Daisy Mullan

Personal information
- Full name: Daisy Elizabeth Mullan
- Born: 29 November 2002 (age 23) Bolton, Greater Manchester, England
- Batting: Right-handed
- Bowling: Right-arm medium
- Role: All-rounder

Domestic team information
- 2020–present: Lancashire
- 2020–2024: North West Thunder
- 2024: → The Blaze (on loan)
- 2021: North Representative XI
- 2022: Cumbria
- 2022: Manchester Originals

Career statistics
| Competition | WLA | WT20 |
| Matches | 17 | 26 |
| Runs scored | 155 | 274 |
| Batting average | 9.68 | 13.04 |
| 100s/50s | 0/0 | 0/1 |
| Top score | 26 | 57* |
| Balls bowled | – | 192 |
| Wickets | – | 9 |
| Bowling average | – | 23.33 |
| 5 wickets in innings | – | 0 |
| 10 wickets in match | – | 0 |
| Best bowling | – | 3/37 |
| Catches/stumpings | 7/– | 2/– |
- Source: CricketArchive, 17 October 2024

= Daisy Mullan =

English cricketer (born 2002)

Daisy Elizabeth Mullan (born 29 November 2002) is an English cricketer who currently plays for Lancashire. An all-rounder, she is a right-handed batter and right-arm medium bowler. She has previously played for North Representative XI, Cumbria, The Blaze, North West Thunder and Manchester Originals.

==Early life==
Mullan was born on 29 November 2002, and is from Bolton, Greater Manchester. She has also played as a goalkeeper for Bury FC Women.

==Domestic career==
Mullan has played for Lancashire since Under-13 level, and captained the side at Under-17 level. She played her first matches for the team at senior level in 2020, appearing in two friendlies against Scotland without batting or bowling.

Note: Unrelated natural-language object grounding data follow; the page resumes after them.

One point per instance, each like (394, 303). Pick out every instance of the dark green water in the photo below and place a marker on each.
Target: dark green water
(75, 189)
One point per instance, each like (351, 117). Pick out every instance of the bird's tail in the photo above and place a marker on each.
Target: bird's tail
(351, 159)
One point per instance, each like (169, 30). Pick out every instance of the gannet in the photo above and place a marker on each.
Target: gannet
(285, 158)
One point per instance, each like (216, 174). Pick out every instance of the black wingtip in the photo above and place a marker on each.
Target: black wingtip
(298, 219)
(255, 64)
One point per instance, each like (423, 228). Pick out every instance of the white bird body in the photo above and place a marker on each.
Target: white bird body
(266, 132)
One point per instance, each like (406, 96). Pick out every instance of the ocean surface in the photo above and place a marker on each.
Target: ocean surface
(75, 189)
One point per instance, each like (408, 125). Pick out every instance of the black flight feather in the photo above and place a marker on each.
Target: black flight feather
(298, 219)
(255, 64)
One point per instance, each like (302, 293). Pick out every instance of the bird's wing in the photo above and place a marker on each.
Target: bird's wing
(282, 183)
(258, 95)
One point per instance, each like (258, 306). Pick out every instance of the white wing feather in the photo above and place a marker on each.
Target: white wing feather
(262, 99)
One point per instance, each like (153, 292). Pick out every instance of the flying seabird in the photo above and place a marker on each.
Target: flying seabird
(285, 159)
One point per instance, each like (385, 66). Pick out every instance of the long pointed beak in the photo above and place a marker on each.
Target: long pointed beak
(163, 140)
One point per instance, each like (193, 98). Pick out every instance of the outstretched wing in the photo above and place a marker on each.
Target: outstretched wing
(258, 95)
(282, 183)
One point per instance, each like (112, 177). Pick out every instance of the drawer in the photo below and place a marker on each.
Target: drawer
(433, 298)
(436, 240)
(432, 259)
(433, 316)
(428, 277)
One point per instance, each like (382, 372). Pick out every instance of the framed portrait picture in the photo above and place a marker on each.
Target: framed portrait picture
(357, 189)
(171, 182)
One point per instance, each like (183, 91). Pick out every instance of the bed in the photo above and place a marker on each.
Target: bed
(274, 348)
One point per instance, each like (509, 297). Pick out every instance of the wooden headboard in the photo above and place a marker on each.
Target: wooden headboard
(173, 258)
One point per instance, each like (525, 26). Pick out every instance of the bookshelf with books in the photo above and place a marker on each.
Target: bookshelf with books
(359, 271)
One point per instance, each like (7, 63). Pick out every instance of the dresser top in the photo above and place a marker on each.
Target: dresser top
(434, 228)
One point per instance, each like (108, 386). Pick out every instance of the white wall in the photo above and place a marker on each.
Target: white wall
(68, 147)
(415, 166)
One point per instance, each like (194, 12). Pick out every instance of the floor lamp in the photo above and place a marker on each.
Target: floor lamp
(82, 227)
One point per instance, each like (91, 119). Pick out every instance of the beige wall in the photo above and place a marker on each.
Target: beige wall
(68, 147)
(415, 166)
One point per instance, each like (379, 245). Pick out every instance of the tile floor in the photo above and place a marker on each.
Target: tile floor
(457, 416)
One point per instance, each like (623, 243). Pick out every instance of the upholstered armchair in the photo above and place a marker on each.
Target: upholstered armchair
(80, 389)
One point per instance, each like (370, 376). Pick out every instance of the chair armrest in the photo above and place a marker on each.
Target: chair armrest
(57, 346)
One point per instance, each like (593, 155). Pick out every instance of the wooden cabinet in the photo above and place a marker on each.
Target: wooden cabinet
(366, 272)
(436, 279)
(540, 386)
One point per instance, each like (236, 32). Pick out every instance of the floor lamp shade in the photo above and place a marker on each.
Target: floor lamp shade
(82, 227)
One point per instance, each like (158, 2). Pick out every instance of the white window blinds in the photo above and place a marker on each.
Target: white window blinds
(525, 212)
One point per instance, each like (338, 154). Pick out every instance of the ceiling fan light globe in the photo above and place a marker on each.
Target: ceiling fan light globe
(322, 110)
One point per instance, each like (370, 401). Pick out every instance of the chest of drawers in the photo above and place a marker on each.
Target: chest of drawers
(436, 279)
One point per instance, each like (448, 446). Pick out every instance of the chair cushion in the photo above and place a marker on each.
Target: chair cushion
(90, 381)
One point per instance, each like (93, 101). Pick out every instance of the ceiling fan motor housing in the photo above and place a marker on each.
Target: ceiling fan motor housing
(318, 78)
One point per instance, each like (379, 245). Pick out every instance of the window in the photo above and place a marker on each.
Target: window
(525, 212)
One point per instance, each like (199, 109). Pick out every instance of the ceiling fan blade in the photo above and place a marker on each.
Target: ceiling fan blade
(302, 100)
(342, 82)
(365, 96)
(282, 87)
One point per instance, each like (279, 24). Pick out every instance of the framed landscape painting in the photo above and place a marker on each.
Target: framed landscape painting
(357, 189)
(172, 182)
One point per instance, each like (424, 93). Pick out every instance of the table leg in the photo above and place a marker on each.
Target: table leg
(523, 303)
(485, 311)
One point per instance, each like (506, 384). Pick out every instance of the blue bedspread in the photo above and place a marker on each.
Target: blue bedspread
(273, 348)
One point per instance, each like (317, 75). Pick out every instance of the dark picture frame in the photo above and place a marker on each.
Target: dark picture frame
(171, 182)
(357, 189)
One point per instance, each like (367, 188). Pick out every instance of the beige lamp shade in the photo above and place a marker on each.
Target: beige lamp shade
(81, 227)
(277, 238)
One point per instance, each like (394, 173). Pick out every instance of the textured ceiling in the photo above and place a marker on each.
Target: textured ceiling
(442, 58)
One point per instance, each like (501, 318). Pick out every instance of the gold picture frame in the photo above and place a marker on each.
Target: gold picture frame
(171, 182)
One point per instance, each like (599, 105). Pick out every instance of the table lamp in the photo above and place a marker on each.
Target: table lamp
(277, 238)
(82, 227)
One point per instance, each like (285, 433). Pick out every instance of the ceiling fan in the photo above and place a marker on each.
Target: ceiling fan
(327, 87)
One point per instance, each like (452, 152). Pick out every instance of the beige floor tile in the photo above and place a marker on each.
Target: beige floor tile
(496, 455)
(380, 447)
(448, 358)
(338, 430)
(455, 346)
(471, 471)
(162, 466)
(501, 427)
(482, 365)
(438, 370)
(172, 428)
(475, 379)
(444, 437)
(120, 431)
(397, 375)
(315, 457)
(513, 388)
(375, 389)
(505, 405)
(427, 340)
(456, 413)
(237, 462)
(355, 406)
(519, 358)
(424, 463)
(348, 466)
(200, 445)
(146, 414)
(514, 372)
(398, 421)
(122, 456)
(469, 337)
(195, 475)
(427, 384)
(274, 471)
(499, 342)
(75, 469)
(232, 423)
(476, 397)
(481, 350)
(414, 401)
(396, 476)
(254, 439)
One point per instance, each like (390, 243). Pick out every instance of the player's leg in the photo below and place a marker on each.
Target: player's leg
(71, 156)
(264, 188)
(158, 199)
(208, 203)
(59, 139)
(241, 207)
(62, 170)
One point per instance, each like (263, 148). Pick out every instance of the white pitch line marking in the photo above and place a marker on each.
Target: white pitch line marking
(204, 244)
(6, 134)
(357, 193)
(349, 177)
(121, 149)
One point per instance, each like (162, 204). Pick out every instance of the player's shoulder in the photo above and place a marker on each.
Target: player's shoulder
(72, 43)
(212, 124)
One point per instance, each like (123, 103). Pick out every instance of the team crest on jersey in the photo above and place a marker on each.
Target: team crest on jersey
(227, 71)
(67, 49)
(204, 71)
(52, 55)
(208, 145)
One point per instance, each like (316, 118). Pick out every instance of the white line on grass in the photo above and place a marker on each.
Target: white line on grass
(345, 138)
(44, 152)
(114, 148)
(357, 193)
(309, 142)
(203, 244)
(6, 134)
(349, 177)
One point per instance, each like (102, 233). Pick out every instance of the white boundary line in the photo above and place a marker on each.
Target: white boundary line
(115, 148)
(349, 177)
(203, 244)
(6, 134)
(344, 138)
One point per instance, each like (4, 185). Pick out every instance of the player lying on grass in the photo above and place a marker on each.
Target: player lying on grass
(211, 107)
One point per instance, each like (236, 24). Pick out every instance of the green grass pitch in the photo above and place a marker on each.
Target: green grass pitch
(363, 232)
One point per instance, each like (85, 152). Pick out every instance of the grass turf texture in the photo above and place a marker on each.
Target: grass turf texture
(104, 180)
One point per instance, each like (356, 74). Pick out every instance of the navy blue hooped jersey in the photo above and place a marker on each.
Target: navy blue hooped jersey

She made her competitive county debut in 2021, playing for North Representative XI in the Twenty20 Cup, a side made up of players from across the North of England. She took her first wicket and made her T20 high score on debut against Scotland A, making 31* to see her side to an 8 wicket victory. She played three matches for North Representative XI in the tournament before making two appearances for Lancashire, both against Cumbria, but made little impact. She played for Cumbria in the 2022 Women's Twenty20 Cup, scoring 56 runs and taking four wickets. She played for Lancashire in the 2023 Women's Twenty20 Cup, making two appearances and taking four wickets.

Mullan was also named as part of North West Thunder's squad for the 2020 Rachael Heyhoe Flint Trophy, but did not play a match for the side that season. She made her debut for the side in the 2021 Charlotte Edwards Cup against Western Storm, making 2 runs. She played a further three matches in the tournament, with a top score of 26. She also made her List A debut in the 2021 Rachael Heyhoe Flint Trophy. She played seven matches for North West Thunder in 2022, across the Charlotte Edwards Cup and the Rachael Heyhoe Flint Trophy, as well as playing one match for Manchester Originals in The Hundred. At the end of the 2022 season, it was announced that Mullan had signed her first professional contract with North West Thunder. She played three matches for the side in 2023, all in the Rachael Heyhoe Flint Trophy, scoring 26 runs in two innings.

Mullan went on loan to The Blaze from North West Thunder for the first six rounds of the 2024 Rachael Heyhoe Flint Trophy, scoring 47 runs in her four matches. She played one matches for North West Thunder, in the Charlotte Edwards Cup.